We see headlines addressing the continued pressure law enforcement encounters.

“Nearly 100 Dallas Officers Quit…”[1], “Indiana town left without a police department after every

officer quits…” [2]

Law Enforcement must confront evil and some of the most horrible scenes of human abuse to perform their calling as “ministers for good.” As public safety chaplains, we want to recognize the heroes in plain sight and stand at post with our brothers and sisters in arms as we support them and their families. To stay alive they often must make split second decisions where their lives are at risk. Then they must endure the attacks of those they serve, who may have biased views as result of some journalists distorting events , or sensationalizing stories in order to sell papers or boost ratings.

We can all pray for them to have heroic strength to withstand the media distortions, and for God to reveal the truth. They need us to pray for the safety of their family as well, even after the truth is revealed. So often the press reports only negativity and the uninformed public may echo more negativity. But, we serve heroes, extending tender mercies that often go unrecognized. [3]

In all facets of public safety, workers need us to pray for God to intervene, archive the recurring trauma and visuals, and bring healing to their soul. Their call to put away evil can be overwhelming. Suffering in silence is not the hero's burden to bear alone.

God calls and anoints people into places of authority to achieve His purposes. We need to serve them as the heroes they are, and support them as they continue on the job, so that evil people do not have free reign in our communities. Often as chaplains, we are with our heroes and see some of the same visuals they see in daily service. Often the officers are called upon to witness inhumane tortures, dismemberment, blood drenched scenes of cruelty, hate, and evil.

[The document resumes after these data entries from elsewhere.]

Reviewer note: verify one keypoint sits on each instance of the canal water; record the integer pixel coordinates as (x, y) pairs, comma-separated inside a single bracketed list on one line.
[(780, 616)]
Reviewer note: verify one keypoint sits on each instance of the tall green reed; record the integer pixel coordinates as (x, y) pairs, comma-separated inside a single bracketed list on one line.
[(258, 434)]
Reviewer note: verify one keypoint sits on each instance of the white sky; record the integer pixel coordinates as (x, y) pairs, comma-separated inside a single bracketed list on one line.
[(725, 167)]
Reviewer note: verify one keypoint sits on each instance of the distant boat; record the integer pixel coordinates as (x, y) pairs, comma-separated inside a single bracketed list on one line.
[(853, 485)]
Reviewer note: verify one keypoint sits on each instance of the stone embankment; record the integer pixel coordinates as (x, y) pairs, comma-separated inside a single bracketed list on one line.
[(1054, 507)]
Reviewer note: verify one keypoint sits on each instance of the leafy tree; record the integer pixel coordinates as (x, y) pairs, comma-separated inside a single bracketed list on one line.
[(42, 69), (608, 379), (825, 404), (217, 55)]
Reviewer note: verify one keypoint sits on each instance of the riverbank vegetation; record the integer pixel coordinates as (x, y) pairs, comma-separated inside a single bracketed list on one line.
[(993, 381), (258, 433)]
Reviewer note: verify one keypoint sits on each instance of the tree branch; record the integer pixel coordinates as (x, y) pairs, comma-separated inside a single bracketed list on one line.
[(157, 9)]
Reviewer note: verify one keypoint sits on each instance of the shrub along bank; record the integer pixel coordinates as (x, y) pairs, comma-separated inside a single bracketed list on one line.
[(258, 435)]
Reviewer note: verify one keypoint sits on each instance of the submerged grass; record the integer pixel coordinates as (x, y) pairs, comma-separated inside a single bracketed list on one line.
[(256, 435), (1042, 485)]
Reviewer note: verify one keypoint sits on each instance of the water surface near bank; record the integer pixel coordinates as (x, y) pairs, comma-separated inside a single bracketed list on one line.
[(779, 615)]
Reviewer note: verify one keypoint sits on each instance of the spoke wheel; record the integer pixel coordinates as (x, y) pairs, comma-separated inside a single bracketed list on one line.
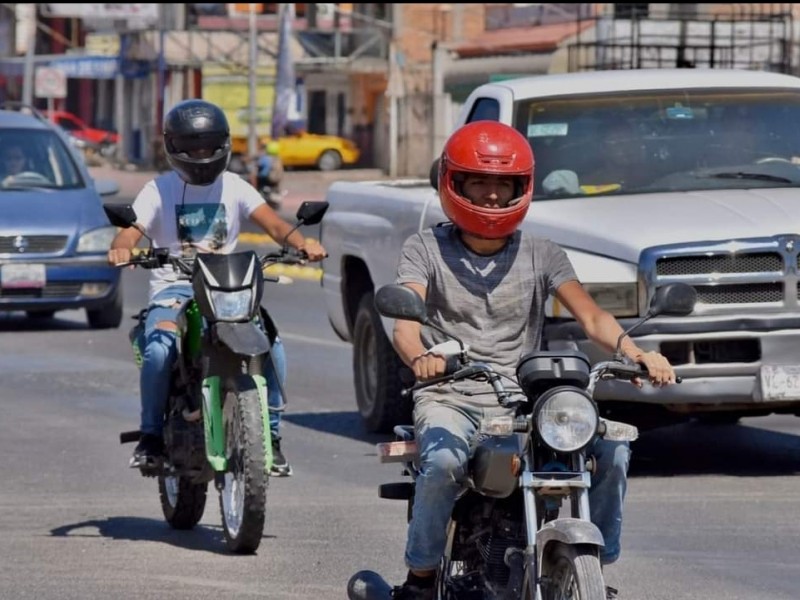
[(572, 573), (243, 500), (182, 502)]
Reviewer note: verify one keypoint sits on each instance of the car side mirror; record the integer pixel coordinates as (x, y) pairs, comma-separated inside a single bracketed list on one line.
[(401, 302), (677, 299), (434, 175)]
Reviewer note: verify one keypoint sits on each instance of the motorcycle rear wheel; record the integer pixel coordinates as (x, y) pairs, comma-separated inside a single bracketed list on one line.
[(243, 500), (572, 572), (182, 502)]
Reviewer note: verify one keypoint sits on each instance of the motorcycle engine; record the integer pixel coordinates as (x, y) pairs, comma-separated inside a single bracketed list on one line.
[(496, 526)]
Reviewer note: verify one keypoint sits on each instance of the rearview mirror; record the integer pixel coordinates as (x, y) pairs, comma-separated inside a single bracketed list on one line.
[(675, 299), (401, 302), (311, 213), (120, 215)]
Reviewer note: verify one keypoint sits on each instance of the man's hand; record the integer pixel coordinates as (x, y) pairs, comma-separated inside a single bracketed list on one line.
[(659, 371), (428, 366), (313, 250), (117, 256)]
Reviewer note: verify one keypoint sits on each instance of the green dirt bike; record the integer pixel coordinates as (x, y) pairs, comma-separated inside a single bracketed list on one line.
[(216, 422)]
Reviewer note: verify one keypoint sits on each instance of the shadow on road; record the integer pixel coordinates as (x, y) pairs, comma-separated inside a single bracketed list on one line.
[(202, 537), (18, 321), (344, 423), (695, 449)]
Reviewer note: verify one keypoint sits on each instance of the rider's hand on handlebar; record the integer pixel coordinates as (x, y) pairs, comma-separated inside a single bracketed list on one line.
[(428, 366), (660, 372), (118, 256), (313, 250)]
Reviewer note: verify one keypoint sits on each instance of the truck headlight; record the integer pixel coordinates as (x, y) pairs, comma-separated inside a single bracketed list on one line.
[(232, 306), (566, 419), (97, 240), (620, 299)]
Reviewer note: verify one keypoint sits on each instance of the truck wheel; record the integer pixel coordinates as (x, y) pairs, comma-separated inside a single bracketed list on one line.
[(376, 370)]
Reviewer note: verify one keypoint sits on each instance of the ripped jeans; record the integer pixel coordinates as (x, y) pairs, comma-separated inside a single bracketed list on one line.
[(443, 433), (159, 352)]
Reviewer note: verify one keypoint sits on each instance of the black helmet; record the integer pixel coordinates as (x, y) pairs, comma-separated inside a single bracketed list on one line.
[(194, 125)]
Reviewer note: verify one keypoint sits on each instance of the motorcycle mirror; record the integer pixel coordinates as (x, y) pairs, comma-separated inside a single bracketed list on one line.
[(677, 299), (311, 213), (123, 215), (401, 302), (120, 215)]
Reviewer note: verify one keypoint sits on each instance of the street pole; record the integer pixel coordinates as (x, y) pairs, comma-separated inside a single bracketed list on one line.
[(252, 140)]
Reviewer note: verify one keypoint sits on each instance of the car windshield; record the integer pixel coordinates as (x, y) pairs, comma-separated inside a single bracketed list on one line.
[(663, 140), (36, 158)]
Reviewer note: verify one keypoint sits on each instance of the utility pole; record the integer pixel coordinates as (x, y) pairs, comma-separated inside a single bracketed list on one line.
[(252, 140)]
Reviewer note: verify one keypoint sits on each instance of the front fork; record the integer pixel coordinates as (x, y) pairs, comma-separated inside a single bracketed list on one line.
[(214, 422)]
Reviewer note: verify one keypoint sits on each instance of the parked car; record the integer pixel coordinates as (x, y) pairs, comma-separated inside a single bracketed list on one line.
[(54, 235), (325, 152), (105, 141)]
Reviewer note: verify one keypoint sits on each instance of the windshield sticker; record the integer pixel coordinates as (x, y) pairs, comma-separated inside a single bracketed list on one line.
[(680, 112), (547, 129)]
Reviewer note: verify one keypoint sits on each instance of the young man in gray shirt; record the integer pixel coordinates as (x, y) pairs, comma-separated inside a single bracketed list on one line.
[(486, 283)]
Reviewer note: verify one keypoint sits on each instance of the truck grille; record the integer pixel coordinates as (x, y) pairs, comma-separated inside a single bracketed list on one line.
[(753, 274)]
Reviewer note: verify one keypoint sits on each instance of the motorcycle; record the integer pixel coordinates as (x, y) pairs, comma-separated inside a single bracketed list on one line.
[(216, 422), (508, 536)]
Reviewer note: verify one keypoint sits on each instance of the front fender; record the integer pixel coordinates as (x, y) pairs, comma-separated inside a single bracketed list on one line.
[(247, 339), (568, 531)]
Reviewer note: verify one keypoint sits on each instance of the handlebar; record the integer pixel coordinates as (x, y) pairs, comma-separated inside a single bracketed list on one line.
[(607, 370)]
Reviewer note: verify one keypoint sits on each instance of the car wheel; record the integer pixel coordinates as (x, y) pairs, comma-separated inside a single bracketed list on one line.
[(107, 316), (330, 160)]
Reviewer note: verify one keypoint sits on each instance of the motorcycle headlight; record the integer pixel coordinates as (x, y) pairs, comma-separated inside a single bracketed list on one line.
[(97, 240), (231, 306), (566, 419)]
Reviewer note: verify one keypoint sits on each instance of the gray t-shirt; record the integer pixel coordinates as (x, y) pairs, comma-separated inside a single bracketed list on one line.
[(493, 303)]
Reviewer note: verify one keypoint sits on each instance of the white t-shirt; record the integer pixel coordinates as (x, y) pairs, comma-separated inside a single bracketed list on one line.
[(189, 219)]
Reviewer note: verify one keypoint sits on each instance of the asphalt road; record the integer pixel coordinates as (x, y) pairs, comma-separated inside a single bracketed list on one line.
[(712, 512)]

As they see evil’s ugly face, often it wounds their soul in trauma and moral injury. Some have shared that it will be at months before sleep returns without involuntary recalls of the visuals stuck in their minds. Some may not fully recover and may find their life and career in public safety and law enforcement is at risk.

We should all recognize the heroes in plain sight. We need more headlines highlighting the tender mercies that public safety officers extend to those they are sworn to serve and protect. We must be faithful to support the heroes we serve. We must also be faithful to model godly living in our service to them. We can bless those we serve, so they will have confidence that we serve the greatest Hero of all. In Psalm 16:3(NLT), The psalmist David writes, “The godly people in the land are my true heroes! I take pleasure in them!”

Here in the middle of this psalm focused on God’s faithfulness, David paused to reflect on particular people he admired. These were his “true heroes.” The Hebrew word here often is translated “nobles” or “the mighty.” Clearly, these people were different. They stood out from the crowd.

David was not fooled by the outward appearance of those who might appear to prosper. David realized he could trust in God, for the Lord was his inheritance and a cup of blessing. It was in this context that David commented about his “true heroes”—godly people in whom he took pleasure. These were people who provided examples for him, heroes in plain sight. He admired their service and appreciated it.

All of us need heroes in our lives—godly examples we can emulate. As we are chaplains serving chaplains, we can all seek to be a godly example to others. Our faith can shine in an authentic and transparent way. We can live in such a way to give God the glory, so that when we serve, others see sincere devotion in us and want to be like our God as the Hero we follow. Share with the heroes in plain sight that we serve and encourage appreciation to those in public safety who have been heroes in plain sight to you.